Что еще рассказать вам, Адиль? Разве только то, что два полуобгоревших трупа служанок, выдали за нас сестрой, и мой несбывшийся жених подтвердил это, опознав «меня» по обручальному кольцу с огромным бриллиантом на руке несчастной… Это, конечно, была фальшивка. Потому, что то кольцо я до сих пор храню. Вы спросите, как возможно, чтобы никто не помог нам? Знаете, когда человека настигает беда, мир вокруг становится глух к его молитвам. Для всех мы были мертвы. Даже для тех, кто знал нас с детства. На нас смотрели – и не узнавали, я пыталась что-то доказать – нас выставляли вон и захлопывали перед носом двери. Однажды меня и вовсе обвинили в мародерстве, когда я бродила по развалинам собственного дома, в надежде найти хоть что-то уцелевшее. Еще несколько раз Эрик пытался преследовать нас, но я каким-то неуловимым ощущением всегда чувствовала его появление заранее, и мы успевали скрыться. Там, на христианском кладбище Каира есть четыре могилы, и одна из них моя. Помню, как мы с Катей стояли там, и я поклялась перед Богом, что когда-нибудь найду это чудовище и отплачу сполна за все, что он совершил.

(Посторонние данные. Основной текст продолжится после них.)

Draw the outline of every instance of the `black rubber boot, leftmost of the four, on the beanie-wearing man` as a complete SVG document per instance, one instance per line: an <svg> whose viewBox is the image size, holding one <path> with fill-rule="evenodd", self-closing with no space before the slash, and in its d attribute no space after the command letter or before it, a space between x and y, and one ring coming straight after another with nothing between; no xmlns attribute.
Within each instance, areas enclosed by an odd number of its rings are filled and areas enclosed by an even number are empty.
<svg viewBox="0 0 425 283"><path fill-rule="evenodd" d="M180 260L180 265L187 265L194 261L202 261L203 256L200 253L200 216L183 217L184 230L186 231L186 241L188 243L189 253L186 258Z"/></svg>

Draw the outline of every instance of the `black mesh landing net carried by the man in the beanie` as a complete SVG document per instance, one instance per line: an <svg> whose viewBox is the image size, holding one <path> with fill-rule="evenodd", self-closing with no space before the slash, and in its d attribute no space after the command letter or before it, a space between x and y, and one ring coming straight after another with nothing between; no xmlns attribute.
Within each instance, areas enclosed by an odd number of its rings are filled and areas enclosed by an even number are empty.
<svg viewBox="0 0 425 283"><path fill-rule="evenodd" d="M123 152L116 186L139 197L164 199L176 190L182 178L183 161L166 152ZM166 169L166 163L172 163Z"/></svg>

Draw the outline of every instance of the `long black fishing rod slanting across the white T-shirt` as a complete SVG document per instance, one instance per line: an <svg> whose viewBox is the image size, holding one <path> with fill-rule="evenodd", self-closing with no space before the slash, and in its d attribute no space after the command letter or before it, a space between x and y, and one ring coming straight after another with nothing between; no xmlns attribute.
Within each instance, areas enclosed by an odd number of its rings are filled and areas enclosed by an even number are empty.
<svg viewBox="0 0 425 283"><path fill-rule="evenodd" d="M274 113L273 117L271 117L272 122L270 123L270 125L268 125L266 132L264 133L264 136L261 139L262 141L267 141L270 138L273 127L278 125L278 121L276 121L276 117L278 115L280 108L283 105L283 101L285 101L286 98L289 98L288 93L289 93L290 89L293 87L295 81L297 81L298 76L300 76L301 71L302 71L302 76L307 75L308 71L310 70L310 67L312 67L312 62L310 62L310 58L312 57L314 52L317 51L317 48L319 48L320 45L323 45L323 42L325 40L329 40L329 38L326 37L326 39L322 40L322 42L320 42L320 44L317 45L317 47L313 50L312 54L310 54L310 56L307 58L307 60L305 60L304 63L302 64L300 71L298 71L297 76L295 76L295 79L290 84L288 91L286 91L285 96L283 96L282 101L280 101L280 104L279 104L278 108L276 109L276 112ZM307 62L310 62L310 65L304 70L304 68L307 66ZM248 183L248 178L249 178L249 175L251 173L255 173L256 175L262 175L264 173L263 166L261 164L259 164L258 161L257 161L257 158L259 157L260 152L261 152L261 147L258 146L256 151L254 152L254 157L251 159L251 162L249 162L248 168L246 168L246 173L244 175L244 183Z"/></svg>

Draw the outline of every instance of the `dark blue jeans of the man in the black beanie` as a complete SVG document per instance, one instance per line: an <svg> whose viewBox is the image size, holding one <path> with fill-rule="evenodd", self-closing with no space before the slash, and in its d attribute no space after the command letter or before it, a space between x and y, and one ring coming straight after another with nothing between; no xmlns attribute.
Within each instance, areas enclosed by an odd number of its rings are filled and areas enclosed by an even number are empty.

О дальнейшем вам знать не обязательно. Скажу только, что жизнь свела нас с гайвази, «чужаками», египетскими цыганами, пришедшими когда-то из Индии. Они нас отчего-то приняли, и мы прожили в их мирке чуть больше года. За это время мы научились всему, благодаря чему я сейчас разговариваю с вами… и собираюсь заставить Эрика заплатить по счетам."